L’hebdomadaire dominical pose également la question du rapport de la société occidentale avec l’islam et les flots de réfugiés en provenance des pays arabes. Pour son rédacteur en chef Patrick Müller, il n’est pas question de jeter la suspicion sur l’ensemble de ces personnes qui sont elles-mêmes des victimes de l’Etat islamique. «On ne peut cependant pas dissiper l’impression que l’Europe pratique en partie une politique naïve en matière d’asile et de protection aux frontières, et que des potentiels islamistes auraient beau jeu de s’introduire clandestinement sur le continent. Tolérance ne signifie pas naïveté».


«Schengen-Dublin ne fonctionne plus»

Suite aux attentats de Paris, les services de sécurité de la Confédération sont en état de vigilance accrue.

Le Conseil fédéral est tenu informé en permanence de la situation, a annoncé la présidente de la Confédération Simonetta Sommaruga samedi lors d’un bref point de presse à Berne.

L’Office fédéral de la police (fedpol), le Service de renseignement (SRC) et le corps des gardes-frontières sont en communication étroite avec les autorités françaises. L’objectif est de déterminer d’éventuelles connexions avec la Suisse. Pour l’instant, il n’y a aucun indice en ce sens.

La sécurité autour des bâtiments diplomatiques français en Suisse a été musclée. Cette mesure a été prise avec les polices cantonales concernées, qui sont compétentes pour les aspects pratiques de la protection des bâtiments diplomatiques.

Les gardes-frontières ont renforcé leurs effectifs mais ils n’effectuent pas de contrôles systématiques.

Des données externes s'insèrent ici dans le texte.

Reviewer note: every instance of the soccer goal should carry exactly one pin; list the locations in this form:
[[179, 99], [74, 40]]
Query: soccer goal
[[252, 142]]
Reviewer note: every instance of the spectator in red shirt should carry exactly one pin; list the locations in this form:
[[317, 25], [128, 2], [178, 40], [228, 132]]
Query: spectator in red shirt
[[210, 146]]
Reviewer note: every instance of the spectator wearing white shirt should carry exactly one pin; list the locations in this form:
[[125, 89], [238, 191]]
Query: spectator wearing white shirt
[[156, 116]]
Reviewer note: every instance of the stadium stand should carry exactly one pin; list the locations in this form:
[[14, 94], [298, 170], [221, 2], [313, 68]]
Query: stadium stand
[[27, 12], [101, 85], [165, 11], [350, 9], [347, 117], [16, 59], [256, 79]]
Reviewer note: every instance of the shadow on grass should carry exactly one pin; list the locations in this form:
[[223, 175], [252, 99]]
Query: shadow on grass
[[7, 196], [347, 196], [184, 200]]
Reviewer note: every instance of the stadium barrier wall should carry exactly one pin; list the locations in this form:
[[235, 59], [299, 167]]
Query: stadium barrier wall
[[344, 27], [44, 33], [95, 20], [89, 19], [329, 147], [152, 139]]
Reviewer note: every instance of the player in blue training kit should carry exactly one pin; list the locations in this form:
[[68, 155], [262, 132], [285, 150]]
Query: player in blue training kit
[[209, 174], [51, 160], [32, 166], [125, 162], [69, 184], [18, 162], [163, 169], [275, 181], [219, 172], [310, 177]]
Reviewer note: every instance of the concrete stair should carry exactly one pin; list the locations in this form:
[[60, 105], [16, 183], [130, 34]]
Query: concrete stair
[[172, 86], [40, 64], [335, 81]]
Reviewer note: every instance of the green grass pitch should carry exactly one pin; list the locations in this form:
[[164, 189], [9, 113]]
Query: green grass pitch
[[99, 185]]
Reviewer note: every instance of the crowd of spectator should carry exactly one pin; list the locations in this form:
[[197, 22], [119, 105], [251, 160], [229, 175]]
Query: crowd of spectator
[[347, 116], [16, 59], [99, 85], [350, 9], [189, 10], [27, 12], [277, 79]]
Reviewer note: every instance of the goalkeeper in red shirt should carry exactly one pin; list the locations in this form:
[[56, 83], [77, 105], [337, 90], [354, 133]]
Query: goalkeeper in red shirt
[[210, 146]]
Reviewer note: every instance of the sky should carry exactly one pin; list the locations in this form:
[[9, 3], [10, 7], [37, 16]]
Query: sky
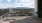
[[16, 3]]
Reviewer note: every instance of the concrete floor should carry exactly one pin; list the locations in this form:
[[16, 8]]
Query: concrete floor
[[27, 20]]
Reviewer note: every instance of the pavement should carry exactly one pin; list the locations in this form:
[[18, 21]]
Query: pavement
[[27, 20]]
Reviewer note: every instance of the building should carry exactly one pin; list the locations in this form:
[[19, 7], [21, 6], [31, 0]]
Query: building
[[21, 11]]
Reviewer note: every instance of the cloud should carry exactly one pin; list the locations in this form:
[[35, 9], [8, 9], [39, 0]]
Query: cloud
[[30, 4], [9, 0]]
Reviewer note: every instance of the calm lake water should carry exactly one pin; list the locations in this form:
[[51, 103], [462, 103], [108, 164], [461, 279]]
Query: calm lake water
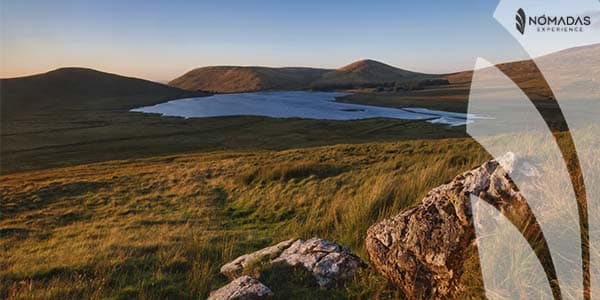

Le ministre de la défense Ueli Maurer a demandé davantage de contrôles aux frontières et a déclaré ne pas être surpris des attentats à Paris. «Schengen-Dublin ne fonctionne plus», a jugé le représentant de l’Union démocratique du centre (UDC / droite conservatrice) au gouvernement.

Du côté de l’aéroport de Genève, la présence policière est bien visible. Le dispositif de contrôle des passagers n’est pas à géométrie variable, les normes restent identiques, a indiqué le porte-parole de l’aéroport. Tout au plus pour les passagers, il s’agit d’être là plus tôt.

A part quelques possibles retards, les attentats n’ont pas de conséquences directes pour les transports entre la Suisse et la France, que ce soir par la route, le rail ou les airs.